Last year, I failed to use a publicly available dataset. I was working on a project where my goal was to measure the extent to which chatbots produce less helpful responses to prompts written in “non-standard” English dialects. To do that, I needed text written in those dialects. Other researchers working on the same problem were starting to use a corpus called the AAVE/SAE Paired Dataset for this. It contains a set of tweets that were determined by a research team to be written in African American English as well as a corresponding set of “translations” of those tweets into so-called “Standard American English” by Amazon Mechanical Turk (MTurk) workers. But when I started looking into the dataset, I realized I couldn’t use it. When I compared the original and "translated" tweets, I saw that the MTurk workers had made changes like removing swear words from the original text that had nothing to do with dialect, but would affect how a chatbot might respond to the text. In other words, I found errors in the dataset that made it unsuitable for use in evaluating an AI system – and I had to create my own novel dataset for my project instead (Harvey et al., 2025a).
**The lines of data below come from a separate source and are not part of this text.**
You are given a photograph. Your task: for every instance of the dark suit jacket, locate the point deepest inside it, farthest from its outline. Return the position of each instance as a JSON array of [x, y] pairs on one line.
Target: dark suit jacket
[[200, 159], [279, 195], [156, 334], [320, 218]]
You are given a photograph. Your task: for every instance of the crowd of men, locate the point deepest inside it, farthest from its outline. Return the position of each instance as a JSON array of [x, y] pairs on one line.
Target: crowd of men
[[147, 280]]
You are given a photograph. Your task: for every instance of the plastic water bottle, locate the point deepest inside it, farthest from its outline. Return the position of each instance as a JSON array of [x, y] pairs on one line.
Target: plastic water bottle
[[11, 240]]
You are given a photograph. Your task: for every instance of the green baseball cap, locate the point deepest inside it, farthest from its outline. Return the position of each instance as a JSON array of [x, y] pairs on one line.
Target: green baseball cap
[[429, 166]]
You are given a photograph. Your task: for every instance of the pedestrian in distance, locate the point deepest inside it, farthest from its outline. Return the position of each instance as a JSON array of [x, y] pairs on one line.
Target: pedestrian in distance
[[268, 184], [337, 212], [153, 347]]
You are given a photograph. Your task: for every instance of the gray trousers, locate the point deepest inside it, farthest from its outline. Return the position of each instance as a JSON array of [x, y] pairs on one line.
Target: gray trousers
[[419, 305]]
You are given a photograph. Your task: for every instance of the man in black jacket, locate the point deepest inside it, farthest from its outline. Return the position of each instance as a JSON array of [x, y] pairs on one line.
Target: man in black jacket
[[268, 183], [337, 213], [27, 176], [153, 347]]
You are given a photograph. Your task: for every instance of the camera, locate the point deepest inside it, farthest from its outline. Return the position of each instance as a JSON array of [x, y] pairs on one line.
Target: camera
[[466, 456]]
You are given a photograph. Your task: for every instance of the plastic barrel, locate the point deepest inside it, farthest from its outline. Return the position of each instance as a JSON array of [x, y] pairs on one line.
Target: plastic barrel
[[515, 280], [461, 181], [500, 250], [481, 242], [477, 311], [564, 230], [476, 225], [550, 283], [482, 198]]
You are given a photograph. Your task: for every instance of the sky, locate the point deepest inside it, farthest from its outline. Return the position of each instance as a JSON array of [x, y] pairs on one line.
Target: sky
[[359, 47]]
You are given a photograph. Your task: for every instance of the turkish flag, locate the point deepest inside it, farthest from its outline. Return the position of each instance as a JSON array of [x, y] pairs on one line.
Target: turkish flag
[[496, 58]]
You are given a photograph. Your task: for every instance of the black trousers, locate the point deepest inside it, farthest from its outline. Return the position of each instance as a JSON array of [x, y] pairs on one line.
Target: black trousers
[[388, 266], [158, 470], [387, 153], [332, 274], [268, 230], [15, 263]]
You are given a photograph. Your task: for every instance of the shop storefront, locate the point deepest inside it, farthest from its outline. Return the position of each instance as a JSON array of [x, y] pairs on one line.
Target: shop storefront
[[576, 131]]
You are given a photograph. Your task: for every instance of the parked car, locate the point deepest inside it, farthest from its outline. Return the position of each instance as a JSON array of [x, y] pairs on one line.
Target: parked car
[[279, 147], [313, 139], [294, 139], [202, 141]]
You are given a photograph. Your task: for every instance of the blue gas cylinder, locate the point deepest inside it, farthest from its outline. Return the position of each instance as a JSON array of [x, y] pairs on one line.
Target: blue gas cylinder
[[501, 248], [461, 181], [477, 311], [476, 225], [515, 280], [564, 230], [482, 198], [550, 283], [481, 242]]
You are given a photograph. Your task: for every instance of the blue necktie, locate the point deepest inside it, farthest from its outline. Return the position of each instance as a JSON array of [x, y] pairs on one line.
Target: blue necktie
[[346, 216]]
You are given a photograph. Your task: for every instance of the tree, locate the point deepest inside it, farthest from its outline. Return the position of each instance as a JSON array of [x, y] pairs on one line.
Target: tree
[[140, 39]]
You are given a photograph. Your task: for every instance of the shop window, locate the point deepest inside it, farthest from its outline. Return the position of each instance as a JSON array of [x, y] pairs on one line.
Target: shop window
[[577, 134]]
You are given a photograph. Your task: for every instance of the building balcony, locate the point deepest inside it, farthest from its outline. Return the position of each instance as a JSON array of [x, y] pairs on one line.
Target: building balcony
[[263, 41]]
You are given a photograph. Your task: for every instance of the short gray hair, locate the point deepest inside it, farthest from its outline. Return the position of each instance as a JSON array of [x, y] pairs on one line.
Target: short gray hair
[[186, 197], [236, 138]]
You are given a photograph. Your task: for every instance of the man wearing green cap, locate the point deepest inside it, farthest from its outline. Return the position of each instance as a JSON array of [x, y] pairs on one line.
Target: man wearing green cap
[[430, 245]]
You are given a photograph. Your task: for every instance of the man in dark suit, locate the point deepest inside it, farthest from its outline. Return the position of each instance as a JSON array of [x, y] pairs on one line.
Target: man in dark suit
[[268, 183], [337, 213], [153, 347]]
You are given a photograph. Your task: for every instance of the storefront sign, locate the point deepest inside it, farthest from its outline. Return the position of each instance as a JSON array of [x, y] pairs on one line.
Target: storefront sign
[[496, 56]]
I am far from the only researcher with this experience. Researchers have found that label errors in datasets widely used as model benchmarks obfuscate measures of model performance (Northcutt et al., 2021), and that benchmark datasets produced by crowdworkers contain issues including logical fallacies and failures of basic quality control and consistency (Blodgett et al., 2021). In an interview study I conducted in 2025, I found that these issues are so pervasive that researchers and practitioners often struggle to use any publicly available data at all. For example, one practitioner who I interviewed told me, “Every single public benchmark we use…has a couple of rows that we look at by eye, and we’re like, ‘that doesn’t make sense.’ And then that makes us question the entire validity of the benchmark” (Harvey et al., 2025b).

The errors I am describing arise during the process of data annotation, in which data is augmented with information in order to make it suitable for use in some downstream task. Data annotation is an extremely broad process: it can include everything from experts identifying the dialect of a speaker in an audio file to crowdworkers drawing bounding boxes around cars in video data to AI models determining whether text contains hate speech or bias. Perhaps because of this breadth, while various best practices for data annotation have been proposed, few have been widely adopted. In fact, a review found that a full 30% of recent papers involving annotation tasks published at leading computational linguistics venues did not conduct, or report conducting, any form of annotation quality management (Klie et al., 2024).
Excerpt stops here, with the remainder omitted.